Pour Ludovic Tonneau, il met en exergue le choix de l’utilisation « du mot église dans votre délibération, alors que ce bâtiment a été désacralisé en 2013. Je vous demande de fait de reporter le vote de cette délibération. Cette ancienne église est votre échec. Ensuite, où est la démocratie participative sur ce projet ?  ».

Pour Michèle Dandois, le propos est plus virulent : « Ce vote est la suite de cette mascarade épouvantable. Vous voulez balayer un autre pan de notre patrimoine local, comme celui du Château du Parc Lebret. Le patrimoine n’est pas votre ami ».

Pour Joshua Hochart, la mauvaise décision est ailleurs. « Vous n’avez pas fait le choix de la préemption en son temps au moment où nous pouvions sauver l’intégralité de cette église ».

La maire répond, courrier et chiffres à l’appui, en soulignant « l’interpellation du Diocèse de Cambrai, en 2011, sur la problématique des travaux nécessaires sur cette église. Ensuite, la rénovation intégrale coûterait plus de 5 millions d’euros. Avez-vous des propositions à me faire afin de trouver cette somme Mme Dandois ? Enfin, je souligne que la situation financière est différente entre 2019 (programme de campagne municipal) et 2023 ».

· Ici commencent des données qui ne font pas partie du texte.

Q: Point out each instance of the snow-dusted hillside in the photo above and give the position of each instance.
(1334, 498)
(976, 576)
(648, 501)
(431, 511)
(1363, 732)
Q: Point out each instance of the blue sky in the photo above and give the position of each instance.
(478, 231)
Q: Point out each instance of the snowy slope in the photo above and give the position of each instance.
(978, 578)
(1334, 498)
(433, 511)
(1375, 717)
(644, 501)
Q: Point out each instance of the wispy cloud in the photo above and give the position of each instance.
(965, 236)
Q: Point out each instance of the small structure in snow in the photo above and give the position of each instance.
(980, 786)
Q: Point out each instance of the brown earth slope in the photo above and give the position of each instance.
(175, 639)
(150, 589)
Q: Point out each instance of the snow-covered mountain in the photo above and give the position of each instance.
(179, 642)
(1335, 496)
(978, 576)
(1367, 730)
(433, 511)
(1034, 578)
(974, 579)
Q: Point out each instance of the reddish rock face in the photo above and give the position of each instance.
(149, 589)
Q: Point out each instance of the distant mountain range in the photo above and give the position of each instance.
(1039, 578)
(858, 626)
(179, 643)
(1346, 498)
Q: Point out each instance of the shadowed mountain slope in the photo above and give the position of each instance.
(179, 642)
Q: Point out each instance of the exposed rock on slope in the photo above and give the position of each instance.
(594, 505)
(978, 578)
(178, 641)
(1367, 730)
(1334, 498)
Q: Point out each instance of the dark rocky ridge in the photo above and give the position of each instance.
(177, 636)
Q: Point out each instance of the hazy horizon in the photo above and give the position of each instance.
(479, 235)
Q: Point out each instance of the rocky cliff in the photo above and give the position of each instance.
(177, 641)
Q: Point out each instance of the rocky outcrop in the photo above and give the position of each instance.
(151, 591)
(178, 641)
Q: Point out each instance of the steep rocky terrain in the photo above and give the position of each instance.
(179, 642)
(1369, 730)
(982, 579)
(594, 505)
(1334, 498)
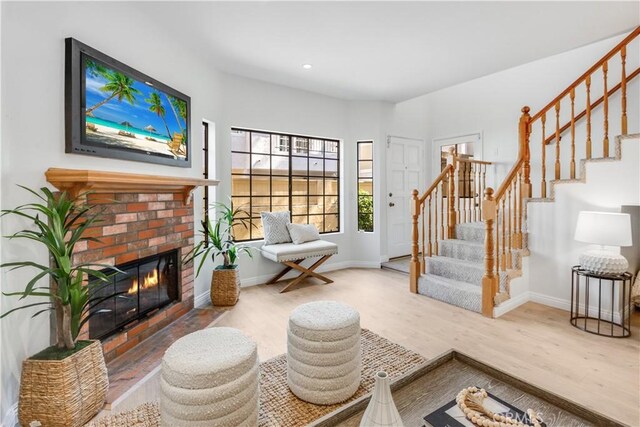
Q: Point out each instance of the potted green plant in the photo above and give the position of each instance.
(219, 241)
(65, 384)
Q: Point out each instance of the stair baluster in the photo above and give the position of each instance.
(623, 90)
(489, 280)
(572, 171)
(516, 186)
(543, 186)
(588, 86)
(605, 142)
(557, 140)
(435, 228)
(424, 248)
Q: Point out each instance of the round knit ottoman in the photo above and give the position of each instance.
(323, 352)
(210, 378)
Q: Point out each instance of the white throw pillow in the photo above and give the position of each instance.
(275, 229)
(301, 233)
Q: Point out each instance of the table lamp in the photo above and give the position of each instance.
(604, 229)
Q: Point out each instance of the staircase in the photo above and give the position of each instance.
(468, 240)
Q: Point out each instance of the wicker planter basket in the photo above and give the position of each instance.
(225, 286)
(68, 392)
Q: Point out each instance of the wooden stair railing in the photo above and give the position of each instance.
(461, 183)
(583, 113)
(503, 210)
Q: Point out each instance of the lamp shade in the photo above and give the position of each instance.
(604, 228)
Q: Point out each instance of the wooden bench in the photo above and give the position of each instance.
(292, 255)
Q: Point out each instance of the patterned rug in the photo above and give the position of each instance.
(278, 406)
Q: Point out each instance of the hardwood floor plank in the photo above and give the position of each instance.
(534, 343)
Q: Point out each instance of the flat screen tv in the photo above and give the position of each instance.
(112, 110)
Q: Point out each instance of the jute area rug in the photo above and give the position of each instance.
(278, 406)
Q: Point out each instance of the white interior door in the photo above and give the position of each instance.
(405, 165)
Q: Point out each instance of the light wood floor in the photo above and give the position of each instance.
(533, 342)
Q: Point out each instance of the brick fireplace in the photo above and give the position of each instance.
(144, 217)
(136, 226)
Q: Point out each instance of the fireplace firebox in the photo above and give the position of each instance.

La réforme des retraites abordée

L’introduction de deux motions contre la Réforme des Retraites a permis à l’édile de s’exprimer sur ce dossier électrique à plus d’un titre. Tour d’abord, elle fustige l’attitude de certains élus de la France Insoumise, notamment l’épisode du ballon de foot… « c’est lamentable. C’est extrêmement dangereux pour notre pays » ! Ensuite, elle marque son incompréhension « sur les carrières longues, la pénibilité, et les 1 200 euros ».

Suite à cette prise de position claire, Ludovic Tonneau s’étonne, de facto, de son « soutien à Emmanuel Macron au second tour de la Présidentielle et au candidat de la majorité présidentielle pour les législatives 2022 (sans un appel à faire barrage au RN au second tour) ». La réponse est très politique « j’ai voté contre l’extrême droite à la Présidentielle au second tour, puis je n’ai pas pris de position ni pour l’extrême droite, ni pour l’extrême gauche aux législatives ». Un classement sur l’échiquier politique de la NUPES dont il faudra se souvenir à la lumière des prochains mois agités au sein de cette coalition politique de gauche.